Publication: North Caucasus Weekly Volume: 2 Issue: 37

On October 7, the European-based website Ichkeria.org reported that award-winning Russian war correspondent Anna Politkovskaya has been sent to Vienna, Austria by the editorial board of her newspaper, Novaya Gazeta, “out of considerations for her safety.” In an interview with a Vienna website, Politkovskaya explained that during the middle of September certain of her colleagues at the paper “had begun to receive threats warning me not to go any more to Chechnya, inasmuch as mortal danger threatened me.” Despite such warnings, she nonetheless went once again to the Chechen capital, where she found herself in a locked-down city, completely blockaded by the Russian military. On September 17, she had a conversation with General Anatoly Pozdnyakov, the commander of a group from the Russian military general staff tasked “with collecting the facts concerning military crimes [in Chechnya], with systematizing them and with presenting them for the examination of the president, something which had never previously happened in Chechnya.”

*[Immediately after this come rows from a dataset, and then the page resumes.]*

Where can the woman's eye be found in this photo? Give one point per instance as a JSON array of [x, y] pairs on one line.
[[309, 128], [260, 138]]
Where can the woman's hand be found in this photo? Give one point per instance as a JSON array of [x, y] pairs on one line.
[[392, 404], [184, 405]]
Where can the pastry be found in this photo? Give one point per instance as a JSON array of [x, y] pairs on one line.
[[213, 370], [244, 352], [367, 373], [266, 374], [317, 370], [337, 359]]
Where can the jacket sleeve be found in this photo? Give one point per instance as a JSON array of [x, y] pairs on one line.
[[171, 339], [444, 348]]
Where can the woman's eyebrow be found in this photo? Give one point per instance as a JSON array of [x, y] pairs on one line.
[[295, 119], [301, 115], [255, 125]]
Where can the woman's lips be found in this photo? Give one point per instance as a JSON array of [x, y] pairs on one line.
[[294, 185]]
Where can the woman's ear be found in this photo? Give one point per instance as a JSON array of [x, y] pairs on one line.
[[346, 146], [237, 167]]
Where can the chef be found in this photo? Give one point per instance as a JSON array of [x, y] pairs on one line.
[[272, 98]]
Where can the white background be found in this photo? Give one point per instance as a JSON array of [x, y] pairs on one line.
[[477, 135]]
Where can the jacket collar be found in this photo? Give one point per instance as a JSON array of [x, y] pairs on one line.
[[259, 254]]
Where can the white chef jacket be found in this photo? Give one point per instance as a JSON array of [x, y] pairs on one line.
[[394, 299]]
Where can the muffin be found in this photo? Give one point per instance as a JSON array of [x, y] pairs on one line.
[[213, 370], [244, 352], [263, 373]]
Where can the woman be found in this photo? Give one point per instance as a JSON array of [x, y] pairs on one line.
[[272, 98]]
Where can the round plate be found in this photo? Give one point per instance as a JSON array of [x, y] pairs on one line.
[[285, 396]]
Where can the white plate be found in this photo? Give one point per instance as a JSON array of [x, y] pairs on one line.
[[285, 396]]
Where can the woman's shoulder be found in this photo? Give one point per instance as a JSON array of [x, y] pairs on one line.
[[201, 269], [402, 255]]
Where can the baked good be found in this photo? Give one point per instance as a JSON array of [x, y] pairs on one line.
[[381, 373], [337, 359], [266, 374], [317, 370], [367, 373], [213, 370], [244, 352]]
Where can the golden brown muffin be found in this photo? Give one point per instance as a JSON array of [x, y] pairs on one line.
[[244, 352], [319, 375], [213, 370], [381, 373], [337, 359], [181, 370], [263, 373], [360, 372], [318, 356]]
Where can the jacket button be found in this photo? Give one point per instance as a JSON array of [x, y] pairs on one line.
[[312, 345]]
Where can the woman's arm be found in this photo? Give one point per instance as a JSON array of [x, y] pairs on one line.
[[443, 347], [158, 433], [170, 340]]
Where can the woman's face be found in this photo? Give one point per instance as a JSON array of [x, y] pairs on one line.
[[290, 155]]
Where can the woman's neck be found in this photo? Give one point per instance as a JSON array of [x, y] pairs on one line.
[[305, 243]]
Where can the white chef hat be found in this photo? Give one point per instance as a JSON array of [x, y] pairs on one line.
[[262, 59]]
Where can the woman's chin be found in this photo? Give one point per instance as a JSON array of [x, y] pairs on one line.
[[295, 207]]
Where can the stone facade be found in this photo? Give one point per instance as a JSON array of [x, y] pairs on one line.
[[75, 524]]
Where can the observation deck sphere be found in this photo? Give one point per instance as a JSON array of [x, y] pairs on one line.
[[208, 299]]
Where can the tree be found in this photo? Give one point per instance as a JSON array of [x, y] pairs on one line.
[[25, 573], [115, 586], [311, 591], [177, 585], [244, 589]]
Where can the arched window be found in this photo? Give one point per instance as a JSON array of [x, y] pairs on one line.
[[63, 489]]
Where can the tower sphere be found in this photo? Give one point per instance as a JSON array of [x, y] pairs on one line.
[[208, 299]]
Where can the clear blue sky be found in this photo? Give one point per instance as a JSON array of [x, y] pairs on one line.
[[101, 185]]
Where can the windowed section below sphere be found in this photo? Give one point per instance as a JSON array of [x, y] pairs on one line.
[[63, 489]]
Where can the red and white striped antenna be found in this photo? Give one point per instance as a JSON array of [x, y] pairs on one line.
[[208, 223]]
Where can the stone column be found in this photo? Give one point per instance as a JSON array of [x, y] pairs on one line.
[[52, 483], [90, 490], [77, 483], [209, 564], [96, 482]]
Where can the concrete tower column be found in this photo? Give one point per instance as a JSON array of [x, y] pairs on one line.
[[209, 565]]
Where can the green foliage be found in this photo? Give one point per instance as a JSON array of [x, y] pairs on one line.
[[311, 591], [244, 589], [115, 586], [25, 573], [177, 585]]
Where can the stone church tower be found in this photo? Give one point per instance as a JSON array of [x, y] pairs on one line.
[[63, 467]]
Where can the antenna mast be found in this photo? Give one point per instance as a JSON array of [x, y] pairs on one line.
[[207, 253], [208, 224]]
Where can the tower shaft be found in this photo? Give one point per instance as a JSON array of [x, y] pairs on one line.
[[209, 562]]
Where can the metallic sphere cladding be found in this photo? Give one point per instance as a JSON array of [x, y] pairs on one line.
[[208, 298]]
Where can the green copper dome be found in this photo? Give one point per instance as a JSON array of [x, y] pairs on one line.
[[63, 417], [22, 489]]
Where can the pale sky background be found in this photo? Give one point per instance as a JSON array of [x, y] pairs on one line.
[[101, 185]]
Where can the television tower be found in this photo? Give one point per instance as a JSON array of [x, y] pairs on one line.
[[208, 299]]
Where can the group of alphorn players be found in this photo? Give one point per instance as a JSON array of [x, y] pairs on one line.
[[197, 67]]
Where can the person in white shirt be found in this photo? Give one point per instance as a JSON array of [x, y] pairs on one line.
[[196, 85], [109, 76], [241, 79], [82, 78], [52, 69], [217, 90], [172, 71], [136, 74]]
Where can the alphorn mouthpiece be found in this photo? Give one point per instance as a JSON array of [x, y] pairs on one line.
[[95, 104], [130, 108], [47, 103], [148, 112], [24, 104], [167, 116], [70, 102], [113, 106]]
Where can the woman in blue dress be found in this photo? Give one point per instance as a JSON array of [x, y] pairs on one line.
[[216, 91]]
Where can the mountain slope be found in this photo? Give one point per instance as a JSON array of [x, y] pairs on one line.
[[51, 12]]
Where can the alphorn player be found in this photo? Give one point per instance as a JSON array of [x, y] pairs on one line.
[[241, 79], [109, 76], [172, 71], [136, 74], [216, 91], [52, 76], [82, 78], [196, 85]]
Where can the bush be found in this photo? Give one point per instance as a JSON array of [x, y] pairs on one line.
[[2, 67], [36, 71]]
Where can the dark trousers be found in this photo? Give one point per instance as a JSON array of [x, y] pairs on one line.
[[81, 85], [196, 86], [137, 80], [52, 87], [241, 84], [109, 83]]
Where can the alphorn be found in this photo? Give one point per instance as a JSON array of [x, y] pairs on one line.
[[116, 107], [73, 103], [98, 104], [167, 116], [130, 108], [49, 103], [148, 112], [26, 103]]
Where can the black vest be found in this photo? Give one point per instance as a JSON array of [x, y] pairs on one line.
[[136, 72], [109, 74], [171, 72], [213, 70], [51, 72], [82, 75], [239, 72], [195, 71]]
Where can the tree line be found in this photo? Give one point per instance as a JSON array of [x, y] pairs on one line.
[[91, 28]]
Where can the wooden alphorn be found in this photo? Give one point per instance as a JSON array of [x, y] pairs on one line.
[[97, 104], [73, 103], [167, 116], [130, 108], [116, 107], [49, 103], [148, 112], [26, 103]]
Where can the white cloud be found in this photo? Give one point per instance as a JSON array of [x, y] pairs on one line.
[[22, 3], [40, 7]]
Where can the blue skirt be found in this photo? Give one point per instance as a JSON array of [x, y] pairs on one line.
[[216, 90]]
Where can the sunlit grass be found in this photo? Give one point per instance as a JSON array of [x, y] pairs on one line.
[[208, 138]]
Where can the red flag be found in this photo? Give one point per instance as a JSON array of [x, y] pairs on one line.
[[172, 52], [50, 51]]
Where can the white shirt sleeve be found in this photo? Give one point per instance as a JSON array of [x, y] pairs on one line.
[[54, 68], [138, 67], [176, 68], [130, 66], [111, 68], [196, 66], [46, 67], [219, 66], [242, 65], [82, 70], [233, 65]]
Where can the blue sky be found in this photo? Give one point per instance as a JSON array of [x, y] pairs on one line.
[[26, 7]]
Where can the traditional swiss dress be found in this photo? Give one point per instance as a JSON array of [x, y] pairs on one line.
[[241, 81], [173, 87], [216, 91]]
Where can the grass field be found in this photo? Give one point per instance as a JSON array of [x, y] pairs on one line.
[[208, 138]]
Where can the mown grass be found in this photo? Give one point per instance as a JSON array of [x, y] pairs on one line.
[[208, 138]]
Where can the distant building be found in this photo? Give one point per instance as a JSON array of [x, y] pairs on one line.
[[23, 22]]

On the same day, shortly after having talked to Politkovskaya, Pozdnyakov, another general and eight colonels, most of them from the General Staff, were killed when their helicopter was shot down over Djohar (Grozny), not far from the Khankala military base. Politkovskaya submitted an account of her conversation with Pozdnyakov to her paper, but the Ministry of Defense summoned the chief editor of Novaya Gazeta to the ministry and asked angrily “how they could even think of publishing her piece.” The typescript of her article was then broken up, and a significantly watered-down version appeared. “I returned from Chechnya,” Politkovskaya recalled, “and it turned out that people in the Ministry of Defense… began to warn of new threats, saying that their patience in relation to my reporting had run out.” She was warned that an ex-officer named Larin, a professional killer, was on her trail. It was at this point that the Novaya Gazeta editorial board took a decision to send her to Vienna.